Carly-Jay Metcalfe is a writer and spiritual carer who lives in the country. She is a full-time healthcare provider (to herself) after receiving a double lung transplant in 1998 with just days to live when she was 21. Cancer tried to kill her in 2007, but failed (again), which leads her to believe that she’s impossible to kill. Either that or she’s really bad at dying.
Her fiction, memoir and poetry have been published in various anthologies, and her short story ‘The Twelve Hands of Mother Lode’, published in Wet Ink’s ‘Emerge’ anthology was lauded as ‘warm and evocative’ by the Sydney Morning Herald. It was also a finalist in the State Library of Queensland Young Writers Award many moons ago. A work of non-fiction was published in the Vignette Press ‘Death Mook’ in 2009, and more recently, she was invited to collaborate on a poem for the 200th issue of Overland, has been published in the Stylus Poetry Review, Four and Twenty, Australian Poetry’s online publication sotto, several issues of Regime: magazine of new writing, and most recently Cordite Poetry Review and Tincture Journal.

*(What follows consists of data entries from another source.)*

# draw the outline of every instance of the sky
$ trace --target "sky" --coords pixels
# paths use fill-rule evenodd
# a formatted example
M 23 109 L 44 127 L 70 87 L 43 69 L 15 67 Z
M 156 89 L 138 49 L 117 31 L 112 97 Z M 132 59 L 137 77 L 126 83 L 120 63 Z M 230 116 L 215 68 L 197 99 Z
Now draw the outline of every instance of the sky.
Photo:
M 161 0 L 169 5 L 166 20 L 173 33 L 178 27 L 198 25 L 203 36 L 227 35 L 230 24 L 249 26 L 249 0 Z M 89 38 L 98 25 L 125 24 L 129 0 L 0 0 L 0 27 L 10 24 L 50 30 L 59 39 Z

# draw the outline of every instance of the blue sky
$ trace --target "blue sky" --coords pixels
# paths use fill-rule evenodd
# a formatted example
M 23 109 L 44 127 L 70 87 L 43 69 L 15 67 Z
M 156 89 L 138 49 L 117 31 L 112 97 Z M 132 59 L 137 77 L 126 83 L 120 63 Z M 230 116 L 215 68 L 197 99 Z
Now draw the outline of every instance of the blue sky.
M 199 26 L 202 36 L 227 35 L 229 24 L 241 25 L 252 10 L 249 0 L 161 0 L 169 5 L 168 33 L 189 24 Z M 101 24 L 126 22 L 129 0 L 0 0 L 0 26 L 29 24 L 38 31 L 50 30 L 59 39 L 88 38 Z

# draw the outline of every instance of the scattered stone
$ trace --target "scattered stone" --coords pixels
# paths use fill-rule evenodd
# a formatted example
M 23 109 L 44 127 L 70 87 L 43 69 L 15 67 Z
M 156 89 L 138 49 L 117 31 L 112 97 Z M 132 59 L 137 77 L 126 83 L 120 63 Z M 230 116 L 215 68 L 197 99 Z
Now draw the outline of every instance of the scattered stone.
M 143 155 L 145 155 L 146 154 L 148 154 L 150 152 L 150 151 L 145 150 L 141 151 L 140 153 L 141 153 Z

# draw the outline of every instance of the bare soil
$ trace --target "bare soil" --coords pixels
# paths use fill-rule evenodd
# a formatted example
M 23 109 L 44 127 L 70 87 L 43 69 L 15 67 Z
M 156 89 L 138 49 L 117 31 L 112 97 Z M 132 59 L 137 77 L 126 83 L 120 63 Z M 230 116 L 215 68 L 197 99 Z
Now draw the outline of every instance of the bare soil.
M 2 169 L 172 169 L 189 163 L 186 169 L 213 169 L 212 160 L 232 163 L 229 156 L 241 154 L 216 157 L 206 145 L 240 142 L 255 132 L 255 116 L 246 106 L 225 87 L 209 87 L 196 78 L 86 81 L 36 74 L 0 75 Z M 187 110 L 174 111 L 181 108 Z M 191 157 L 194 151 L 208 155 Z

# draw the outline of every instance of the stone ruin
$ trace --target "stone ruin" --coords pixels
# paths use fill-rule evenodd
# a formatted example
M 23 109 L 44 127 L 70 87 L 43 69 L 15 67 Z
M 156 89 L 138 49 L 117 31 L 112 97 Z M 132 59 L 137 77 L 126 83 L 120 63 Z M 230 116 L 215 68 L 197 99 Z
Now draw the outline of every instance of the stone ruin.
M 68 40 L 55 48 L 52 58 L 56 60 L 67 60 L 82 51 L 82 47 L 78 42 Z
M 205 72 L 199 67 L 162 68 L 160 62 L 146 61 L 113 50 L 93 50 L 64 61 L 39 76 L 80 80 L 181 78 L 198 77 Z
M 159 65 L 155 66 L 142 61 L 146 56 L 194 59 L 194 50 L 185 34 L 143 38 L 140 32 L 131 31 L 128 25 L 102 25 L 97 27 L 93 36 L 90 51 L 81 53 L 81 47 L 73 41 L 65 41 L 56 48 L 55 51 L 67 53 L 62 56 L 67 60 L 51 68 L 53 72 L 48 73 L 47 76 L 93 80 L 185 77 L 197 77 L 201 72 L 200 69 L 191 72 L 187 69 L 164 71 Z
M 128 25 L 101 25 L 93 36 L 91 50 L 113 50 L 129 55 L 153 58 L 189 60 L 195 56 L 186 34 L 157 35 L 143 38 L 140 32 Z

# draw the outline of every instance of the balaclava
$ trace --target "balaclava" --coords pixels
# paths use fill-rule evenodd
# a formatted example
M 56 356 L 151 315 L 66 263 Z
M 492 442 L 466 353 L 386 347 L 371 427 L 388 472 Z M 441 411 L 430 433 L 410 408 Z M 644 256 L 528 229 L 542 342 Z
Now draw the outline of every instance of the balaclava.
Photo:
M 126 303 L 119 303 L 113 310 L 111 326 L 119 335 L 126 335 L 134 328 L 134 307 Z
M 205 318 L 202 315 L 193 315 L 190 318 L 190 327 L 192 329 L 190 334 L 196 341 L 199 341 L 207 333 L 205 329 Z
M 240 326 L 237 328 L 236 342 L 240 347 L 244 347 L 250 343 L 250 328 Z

Carly-Jay has presented papers at writing conferences, performed her work at the Woodford Folk Festival and was the first poet to perform at the 2high festival. She has been short-listed and runner-up for various literary awards, appeared at the Emerging Writers Festival in Melbourne, and was poet-in-residence at Black Star Coffee for the first six months of 2012 where she wrote more than 11,000 words of poetry *wipes brow*
Carly-Jay is currently working on her memoir and a novel set in 1973 outback Queensland – both projects she will continue working on until they’re filed under ‘felina’.*
Carly-Jay’s life direction changed in 2010 when she discovered her true passion and purpose in caring for the dying through Karuna, a hospice service in Brisbane run by Tibetan Buddhist nuns. Carly-Jay has engaged in other death care education including a six month Death Midwifery course with world-renowned palliative care physician and death educator Dr. Michael Barbato, as well as ‘Deathwalker’ training with Zenith Virago from Byron Bay’s Natural Death Care Centre.
In October of 2014, Carly-Jay was asked to speak at TEDx Brisbane where she spoke about her life, her death(s), her passion for caring for the dying and how we need to weave conversations about death into the everyday. In 2015, Carly-Jay halted her Masters studies to complete her first unit of Clinical Pastoral Education, and now works at Brisbane’s biggest trauma hospital as a secular pastoral carer, of which she was the first. She is also on the Metro South Clinical Ethics Committee.
In 2017, Carly-Jay did her palliative care volunteer training with Karuna, and through her work, writing and speaking, she is hoping to get as many people thinking and talking about living their best life and what that means to them. She also hopes that by writing in the third person that she doesn’t come across as a twat of the highest order.